When stored in a 40 ° 80% environmental test room for 24 hours and left at room temperature for 1 hour, the difference in luminance at the time of black display between the center of the panel and the center of the long side of the polarizing plate was measured and found to be 0.1 cd / m ² . there were. Visual observation revealed no light leakage in the periphery of the polarizing plate. The viewing angle with a contrast ratio of 10 or more in the left-right direction was 80 ° on the left and 70 ° on the right.

[Reference Example 3]
A liquid crystal display device having the structure shown in FIG. 6 was produced. In Reference Example 2, the orientation control direction (rubbing direction) 8 of the upper optical anisotropic layer 7 is 45 ° counterclockwise from the left-right direction, and the orientation control direction 15 of the lower optical anisotropic layer 14 is also −45 °. Other configurations were the same as those in Reference Example 2.
When stored in a 40 ° 80% environmental test room for 24 hours and left at room temperature for 1 hour, the difference in luminance at the time of black display between the center of the panel and the center of the long side of the polarizing plate was measured and found to be 0.1 cd / m ² . there were.
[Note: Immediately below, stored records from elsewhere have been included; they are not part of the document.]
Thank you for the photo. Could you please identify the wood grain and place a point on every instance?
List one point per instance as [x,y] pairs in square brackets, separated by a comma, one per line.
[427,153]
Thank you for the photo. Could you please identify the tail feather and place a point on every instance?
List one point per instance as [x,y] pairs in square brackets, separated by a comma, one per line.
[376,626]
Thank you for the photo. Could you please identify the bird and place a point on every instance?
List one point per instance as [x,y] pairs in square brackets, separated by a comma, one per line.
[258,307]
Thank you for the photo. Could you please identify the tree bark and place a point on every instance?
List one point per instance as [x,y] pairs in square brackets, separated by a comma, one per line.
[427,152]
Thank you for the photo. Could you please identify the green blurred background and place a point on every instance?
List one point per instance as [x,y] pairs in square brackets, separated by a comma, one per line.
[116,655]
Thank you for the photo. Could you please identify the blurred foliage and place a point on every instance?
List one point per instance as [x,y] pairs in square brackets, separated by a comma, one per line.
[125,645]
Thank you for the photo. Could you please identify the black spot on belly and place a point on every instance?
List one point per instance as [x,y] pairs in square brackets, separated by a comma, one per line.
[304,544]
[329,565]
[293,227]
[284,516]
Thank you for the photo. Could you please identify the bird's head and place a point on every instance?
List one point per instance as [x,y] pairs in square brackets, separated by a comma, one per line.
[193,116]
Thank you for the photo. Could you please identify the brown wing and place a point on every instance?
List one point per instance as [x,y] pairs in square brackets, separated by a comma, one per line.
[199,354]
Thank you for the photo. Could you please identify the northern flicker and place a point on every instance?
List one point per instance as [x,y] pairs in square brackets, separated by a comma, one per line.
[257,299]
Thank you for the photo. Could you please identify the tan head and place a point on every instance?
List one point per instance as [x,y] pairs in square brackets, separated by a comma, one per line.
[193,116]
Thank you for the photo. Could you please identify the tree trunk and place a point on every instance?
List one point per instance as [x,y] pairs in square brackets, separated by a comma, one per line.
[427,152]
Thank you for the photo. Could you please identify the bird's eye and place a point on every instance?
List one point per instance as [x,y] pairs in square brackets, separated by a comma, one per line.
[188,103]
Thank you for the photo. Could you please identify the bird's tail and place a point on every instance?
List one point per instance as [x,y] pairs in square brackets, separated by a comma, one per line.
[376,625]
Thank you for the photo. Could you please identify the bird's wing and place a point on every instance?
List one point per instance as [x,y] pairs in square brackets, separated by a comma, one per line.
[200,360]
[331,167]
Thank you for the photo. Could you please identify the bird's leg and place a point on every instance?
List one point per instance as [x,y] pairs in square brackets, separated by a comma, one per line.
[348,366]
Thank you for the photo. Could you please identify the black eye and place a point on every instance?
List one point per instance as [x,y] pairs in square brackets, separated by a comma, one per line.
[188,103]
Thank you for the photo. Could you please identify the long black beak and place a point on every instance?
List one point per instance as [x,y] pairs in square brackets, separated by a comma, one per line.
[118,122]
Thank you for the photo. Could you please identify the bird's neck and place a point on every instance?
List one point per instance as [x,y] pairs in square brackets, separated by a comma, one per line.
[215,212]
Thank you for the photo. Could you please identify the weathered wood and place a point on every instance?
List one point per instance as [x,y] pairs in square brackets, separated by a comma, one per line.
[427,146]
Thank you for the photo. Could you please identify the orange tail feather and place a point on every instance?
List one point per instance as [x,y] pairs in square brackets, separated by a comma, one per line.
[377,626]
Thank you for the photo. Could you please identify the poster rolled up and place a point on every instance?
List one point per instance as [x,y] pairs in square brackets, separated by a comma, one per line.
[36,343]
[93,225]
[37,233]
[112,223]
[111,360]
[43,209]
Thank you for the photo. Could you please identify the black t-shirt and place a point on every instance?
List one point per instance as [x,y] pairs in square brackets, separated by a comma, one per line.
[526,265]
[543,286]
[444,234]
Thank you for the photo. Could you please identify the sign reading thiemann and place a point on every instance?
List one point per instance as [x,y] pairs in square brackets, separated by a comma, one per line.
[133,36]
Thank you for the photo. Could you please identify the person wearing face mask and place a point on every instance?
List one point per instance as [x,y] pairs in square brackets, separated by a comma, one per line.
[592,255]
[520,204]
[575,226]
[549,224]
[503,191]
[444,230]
Visual observation revealed no light leakage in the periphery of the polarizing plate. The viewing angle with a contrast ratio of 10 or more in the left-right direction was 80 ° on the left and 75 ° on the right.

[Reference Example 4]
A liquid crystal display device having the structure shown in FIG. 7 was produced. In Reference Example 1, the lower optically anisotropic layer 14 was omitted, and other configurations were the same as Reference 1.
When stored in a 40 ° 80% environmental test room for 24 hours and left at room temperature for 1 hour, the difference in luminance at the time of black display between the center of the panel and the center of the long side of the polarizing plate was measured and found to be 0.1 cd / m ² . there were. Visual observation revealed no light leakage in the periphery of the polarizing plate. The viewing angle with a contrast ratio of 10 or more in the left-right direction was 60 ° on the left and 60 ° on the right.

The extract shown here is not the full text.